Les technologies d'édition du génome sont devenues des outils précieux dans de nombreux aspects de la recherche scientifique, facilitant, par exemple, l'identification des gènes impliqués dans le développement ou la détermination des fonctions des protéines. Ils fonctionnent en créant des cassures dans le génome, qui sont ensuite réparées en rejoignant les extrémités de l'ADN. Des erreurs se produisent souvent au cours de ce processus, entraînant potentiellement des mutations avec perte de fonction. De plus, comme les deux brins d'ADN sont brisés, il offre la possibilité d'incorporer de nouvelles séquences d'ADN dans le génome.

Le système CRISPR (Clustered Regularly Interspaced Short Palindromic Repeats) / Cas (associé à CRISPR) est l'une de ces méthodes d'édition du génome. Il est devenu difficile de l'ignorer, ayant reçu une grande attention de la part de la communauté scientifique et des médias. Une histoire qui a reçu une couverture importante était l'approbation d'un laboratoire, basé à Londres, pour utiliser l'édition du génome CRISPR sur des embryons humains. Plusieurs articles ont également démontré le grand nombre d'applications potentielles de cette technique chez l'animal, par exemple, produire des bovins qui ne développent pas de cornes et évitent donc d'avoir à subir des procédures douloureuses pour les retirerLa raison d’un tel enthousiasme pour CRISPR est en partie due à sa simplicité et à son efficacité.
Le système CRISPR de type II ne nécessite qu'un ARNr crisp (ARNrc), un ARNr transactivateur (ARNrtrac) et une protéine Cas9. Les séquences d'ARN peuvent être fusionnées pour créer un ARN guide unique (ARNg). Celui-ci peut être reprogrammé en modifiant une région de 20 pb, appelée séquence d'espacement, afin de cibler la protéine Cas vers presque n'importe quelle région du génome, appelée protoespaceur. La protéine Cas9 reconnaît une séquence de reconnaissance de 3 pb dans le génome, appelée motif adjacent au protoespaceur (PAM). Cela lui permet de se lier et d'introduire une cassure dans la séquence d'ADN, exactement 3 pb en amont du PAM.Belhadj et al., 2013). Contrairement aux techniques alternatives d'introduction de cassures d'ADN, telles que TALEN, diverses régions génomiques peuvent être facilement ciblées en modifiant simplement les séquences d'ARN utilisées pour cibler la protéine Cas.
Une étude récente de Gao et al. (2016) a tenté de concevoir un moyen d'identifier efficacement les mutations héréditaires créées à l'aide de CRISPR/Cas9 dans la génération T2 de Arabidopsis. Actuellement, les techniques utilisées sont chronophages et laborieuses. En incluant une protéine fluorescente dans le plasmide CRISPR, sous un CRISPR / Cas9 Grâce au promoteur du vecteur, les auteurs ont pu facilement cribler les graines de la plante mutée qui exprimaient encore la protéine Cas9 grâce à des techniques de microscopie simples. Ceci est important pour déterminer si une mutation est héréditaire, car une plante T2 exprimant encore la construction CRISPR est susceptible d'être porteuse d'une mutation due à l'activité continue de Cas9 plutôt qu'à son héritage de la plante mère.
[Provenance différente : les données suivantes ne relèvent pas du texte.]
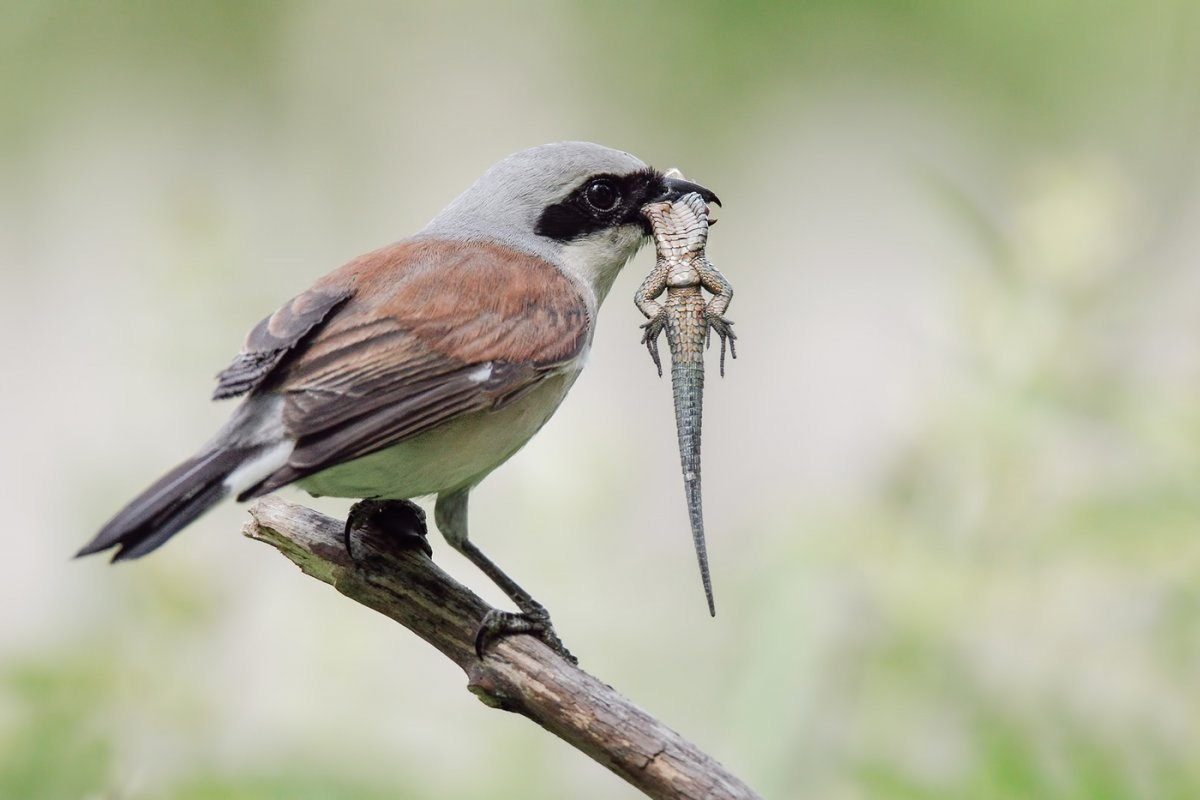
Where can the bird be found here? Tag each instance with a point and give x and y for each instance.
(418, 368)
L'un des inconvénients majeurs du système CRISPR réside dans le nombre élevé de mutations hors cible qui peuvent être introduites. Il est donc important de déterminer avec précision si Cas9 Le gène Cas9 a été isolé, car les plantes qui continuent d'exprimer la protéine Cas9 sont beaucoup plus susceptibles de développer ces modifications indésirables ailleurs dans le génome. De plus, une expression continue pourrait conduire à des mutations somatiques faussement identifiées comme héréditaires, ce qui augmenterait considérablement le temps nécessaire au dépistage des plantes contenant les mutations dérivées de CRISPR/CasXNUMX dans les générations suivantes.
Plusieurs études ont rapporté une utilisation réussie de CRISPR/Cas9 dans les plantes (Bortesi et Fischer, 2015), mais peu d'accent a été mis sur le fait de s'assurer que la protéine Cas9 avait été isolée. Les études futures, en particulier celles qui nécessitent des mutations héréditaires, devraient se concentrer davantage sur les plantes contenant la mutation sans expression continue de la construction CRISPR/Cas9. Cela réduira considérablement le temps de dépistage des plantes contenant les mutations dérivées de CRISPR/Cas9 et réduira la probabilité de mutations hors cible ailleurs dans le génome. Actuellement, ce travail a été effectué en utilisant l'organisme modèle populaire Arabidopsis, mais il sera intéressant de voir si ces techniques peuvent être étendues pour être utilisées dans d'autres systèmes végétaux.